Levado de maior ímpeto de fervor, procurava nestes anos alcançar, por meio do seu amado príncipe São Pedro, despacho de sua salvação, solicitado (sic) com lágrimas o ajudasse conhecer que ordem teria de viver que fosse accepta nos olhos do amor divino. Nestes pensamentos empregava o restante de seus estudos; nestas inteligências ocupava as horas livres do cansado ócio literário. E, como de natureza tivesse aborrecimento grande a vícios profanos seculares, no interior sentia um ignícolo (sic) e devota inclinação do hábito de São Pedro. Entradas as férias (tempo que cessam as escolas e os estudantes, livres do contínuo e áspero jugo das lições, recreiam os ânimos cansados em ocupações honestas), veio a Lisboa visitar D. Luís Coutinho, seu parente, que por morte de D. Francisco Coutinho, seu pai, sucedera no estado da casa e do morgado. Este senhor era um dos mais abalizados mancebos de seu tempo, no brio da pessoa, na cortesania do paço, no conhecimento de latim e matemáticas, que aprendera, na ilustreza do sangue, em todo o Reino principal.

Ambos conferiam e comunicavam seu intento. D. Luís, medindo por vara de prudência humana o valor e crédito de sua pessoa, afirma estar mais à vista da sua nobreza e letras um singular despacho do Desembargo, e, após este, o do Paço, mais altos e subidos fins que podem dar as letras. Facilitava com grande número de senhores que naquele tempo, de sua geração, na corte residia: o Conde de Sortelha, guarda-mor de el-Rei, o Regedor, com tantos filhos, o Barão de Alvito, Duarte Lemos, senhor de Trofa, e outros muitos, que da parte de seu pai o conheciam por parente; e quanto, por via da Ecclesia, primeiro correriam alguns anos que pudesse subir ao alto cume de um bom despacho, incertas esperanças vagarosas, e, entanto, na residência de uma abadia passar vida solitário; probabilidade tinham estas razões e quase convenciam, incerto, no escolher; muitas vezes repugnava antepor o mundano estado, perigoso a aquietação santa do divino bem; e, mal firme, escreveu a seu pai que, pois lhe tocava a resolução do caso, determinasse em breve qual ordem seguiria.

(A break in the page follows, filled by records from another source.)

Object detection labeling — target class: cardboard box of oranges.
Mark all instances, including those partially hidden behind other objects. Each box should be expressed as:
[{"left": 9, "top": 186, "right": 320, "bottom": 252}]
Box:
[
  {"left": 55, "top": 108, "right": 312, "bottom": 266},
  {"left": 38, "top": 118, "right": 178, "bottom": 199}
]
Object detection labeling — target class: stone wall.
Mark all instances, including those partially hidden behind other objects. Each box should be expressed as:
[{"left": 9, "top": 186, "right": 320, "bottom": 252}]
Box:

Acabadas as férias, tornou a Coimbra prosseguir o tempo dos estudos, e, com a meditação dos livros, foram nele resfriando as duras lembranças que lhe aconselharam que não fosse clérigo. Deixando tudo nas mãos de Deus, ante quem fervoradas lágrimas de bom desejo alcançam sempre singular remédio, em breve espaço de tempo, das Ilhas lhe deram cartas de seu pai, nas quais o persuadia e brandamente aconselhava que fosse sacerdote, dizendo mandasse logo do ordinário de Coimbra informação da vida, costumes, letras, para lhe poder mandar as reverendas. Resoluto neste parecer, mandou as mais honrosas cláusulas de abonação, que em outras, da mesma sorte, se acham de pessoas principalíssimas; contestes os lentes na suficiência dos estudos, disseram maravilhas, verdade por tantos anos conhecida.

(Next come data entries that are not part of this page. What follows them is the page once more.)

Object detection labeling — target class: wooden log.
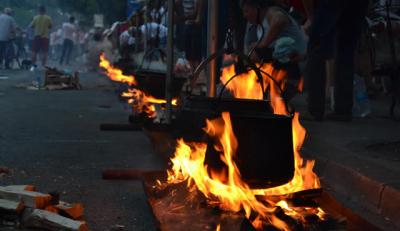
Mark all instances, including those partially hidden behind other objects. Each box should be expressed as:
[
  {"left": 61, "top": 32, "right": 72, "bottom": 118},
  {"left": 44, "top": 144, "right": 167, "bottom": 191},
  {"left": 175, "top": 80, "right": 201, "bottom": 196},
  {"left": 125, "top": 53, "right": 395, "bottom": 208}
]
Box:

Presentadas que foram ao prelado, com altíssimo espanto ficou vendo tão grande cópia de virtudes a tanta multidão de letras vinculada. Temeroso que, no Reino, os que assistem no governo do Estado lançassem dele mão, tratou com seu pai o mandasse vir, e com eficácia de palavras o queria quase convencer, dizendo que com trazer o filho a suas ilhas se segurava da contínua inquietação de o ter ausente e lograria por espaço de seus dias a sua desejada presença em amorosa paz; e os despachos do Reino eram tais, segundo ele sabia, que os passou tardios e vagarosos de alcançar, e, por fim, perdidas esperanças de nunca mais o ver, ficava em perpétua dor e saudade.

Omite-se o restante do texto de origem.